Marian era una vistosa joven de clase media que vivía con su madre y trabajaba en una oficina céntrica de mala muerte.
Todo comenzó una tarde de verano cuando al salir del empleo conoció a alguien que después de una grata velada le obsequió dos pares de calzado deportivo de excelente calidad.
Como no podía justificarlos frente a su madre, se le ocurrió decirle
-Sabes una cosa vieja, hoy sortearon esto en la oficina, son de una famosa marca y de un precio altísimo, por suerte me tocó ganarlos.
-¡Qué suerte has tenido hija! Los que tienes ya no dan más.
La joven no imaginó que aquel episodio marcaría un rumbo insospechado en su vida.
Unos días más tarde, también al salir de la oficina la chica se relacionó con un hombre que no dudó en regalarle una laptop.
Como tampoco podía justificarlo, le dijo a su madre
-Vieja, no lo vas a creer, recuerdas aquel día de lluvia, pues esa mañana estando en la estación se acercó un tipo, todo empapado, a venderme números para una rifa, me dio pena verlo temblando de frío...y tanto insistió que al final le compré uno, resultó que el que elegí salió premiado y fíjate bien mami ¡gané esta computadora!!!
-Pero qué suerte que tienes hija. ¡Estás de racha, no dejes de jugar!
Unos días más tarde, otro tipo agradecido por sus favores le regaló un refrigerador, la chica entonces para que la madre no dudara de su decencia y honestidad no tuvo mejor idea que decirle
-Vieja, esto es increíble, en la oficina hicieron una rifa.

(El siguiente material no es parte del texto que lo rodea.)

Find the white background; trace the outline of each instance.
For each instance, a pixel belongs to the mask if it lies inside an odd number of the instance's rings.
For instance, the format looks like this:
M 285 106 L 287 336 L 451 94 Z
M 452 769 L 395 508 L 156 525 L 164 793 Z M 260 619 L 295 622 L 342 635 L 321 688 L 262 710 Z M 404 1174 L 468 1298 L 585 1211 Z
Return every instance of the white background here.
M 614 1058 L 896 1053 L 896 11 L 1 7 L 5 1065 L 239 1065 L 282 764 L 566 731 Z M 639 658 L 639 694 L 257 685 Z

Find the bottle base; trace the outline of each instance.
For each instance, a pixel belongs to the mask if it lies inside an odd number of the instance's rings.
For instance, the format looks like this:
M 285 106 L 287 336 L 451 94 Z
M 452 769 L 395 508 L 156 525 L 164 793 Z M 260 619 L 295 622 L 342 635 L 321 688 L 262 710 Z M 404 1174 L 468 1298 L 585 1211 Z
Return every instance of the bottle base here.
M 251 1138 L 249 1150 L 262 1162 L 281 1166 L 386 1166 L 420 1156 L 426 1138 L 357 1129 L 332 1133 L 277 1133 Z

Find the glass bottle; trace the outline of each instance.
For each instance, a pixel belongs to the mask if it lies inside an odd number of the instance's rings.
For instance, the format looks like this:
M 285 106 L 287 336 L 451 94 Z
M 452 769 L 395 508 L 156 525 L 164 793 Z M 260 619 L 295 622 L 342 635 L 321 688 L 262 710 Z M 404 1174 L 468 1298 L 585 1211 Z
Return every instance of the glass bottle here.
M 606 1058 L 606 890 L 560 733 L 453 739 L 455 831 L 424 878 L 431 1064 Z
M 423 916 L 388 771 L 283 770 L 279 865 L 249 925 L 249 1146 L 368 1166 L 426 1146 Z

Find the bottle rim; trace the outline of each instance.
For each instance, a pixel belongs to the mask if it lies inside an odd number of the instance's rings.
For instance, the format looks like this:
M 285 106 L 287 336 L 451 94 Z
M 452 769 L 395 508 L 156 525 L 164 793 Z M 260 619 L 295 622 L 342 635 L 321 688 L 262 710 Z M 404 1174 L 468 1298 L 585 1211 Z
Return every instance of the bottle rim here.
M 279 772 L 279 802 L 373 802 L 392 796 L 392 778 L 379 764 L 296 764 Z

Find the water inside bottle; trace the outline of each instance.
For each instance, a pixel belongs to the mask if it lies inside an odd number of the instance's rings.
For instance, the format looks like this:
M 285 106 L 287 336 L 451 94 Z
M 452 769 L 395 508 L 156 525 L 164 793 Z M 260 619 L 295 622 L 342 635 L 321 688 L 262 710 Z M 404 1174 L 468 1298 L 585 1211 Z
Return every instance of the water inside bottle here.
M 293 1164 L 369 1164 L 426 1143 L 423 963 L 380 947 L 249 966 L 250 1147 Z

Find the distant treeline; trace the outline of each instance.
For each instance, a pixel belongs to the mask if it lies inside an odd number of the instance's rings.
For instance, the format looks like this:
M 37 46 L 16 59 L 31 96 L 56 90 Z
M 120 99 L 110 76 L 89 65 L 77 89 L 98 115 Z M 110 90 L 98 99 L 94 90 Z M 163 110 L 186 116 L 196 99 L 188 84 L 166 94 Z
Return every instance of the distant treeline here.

Yo no tenía pensado jugar, pero por esas cosas opté por el mismo número de la oportunidad anterior y volví a ganar, esta vez... ¡esta vez fue un refrigerador mamá!
La madre la miró de arriba a abajo y le dijo
-Nena, vaya que tienes suerte, mientras te dure aprovecha, aprovéchala. No siempre será así.
A los pocos días, la hija dirigiéndose a la madre le hizo saber que se daría una ducha rápida antes de salir.
La madre, ni lerda ni perezosa le recordó que no olvidara enjuagar bien el talonario porque todavía les hacía falta un plasma ya que el viejo televisor que ella supo ganar en un sorteo, había dejado de funcionar, y que aprovechando la buena racha, proponga en la oficina una rifa para un acondicionador de aire doble función.
-El que tenemos desde hace más de 20 años y que gané en la rifa de la peluquería cuando aún tú padre vivía, tanto en invierno como en verano echa aire tibio, ya nadie sabe si calienta o enfría.
Estás en plena racha nena, parece que hubieras nacido para jugar. Si ganaras esas tres cosas
-Mami, tú ya sabes cómo son los juegos de azar, hay que esperar el momento exacto para jugar, pero algo me dice que si elijo bien, podré ganar...
-Y otra cosa nena, si te quedaras a dormir en lo de tu compañera pégame un llamado telefónico así me voy a dormir en paz. Nada más. Hija, veo que has salido a mí, siempre esforzándote pensando en el hogar. Solo un consejo nena. No te dejes estar, gana todo lo que tengas que ganar porque te haré saber que siempre fue y será así. Los años vuelan y la competencia se torna cada día más cruel y desleal.
-OK mami. OK.
-¡Esa es mi nena! No me podía fallar. Brindo por los benditos sorteos, por la buena suerte y por tus éxitos también hija Nena, ¡por Dios te lo pido!!! Cuídate por favor, no lo olvides.
Lo que la joven no sabía es que esa misma excusa usó ella durante su matrimonio para justificar lo que sus amantes le regalaban.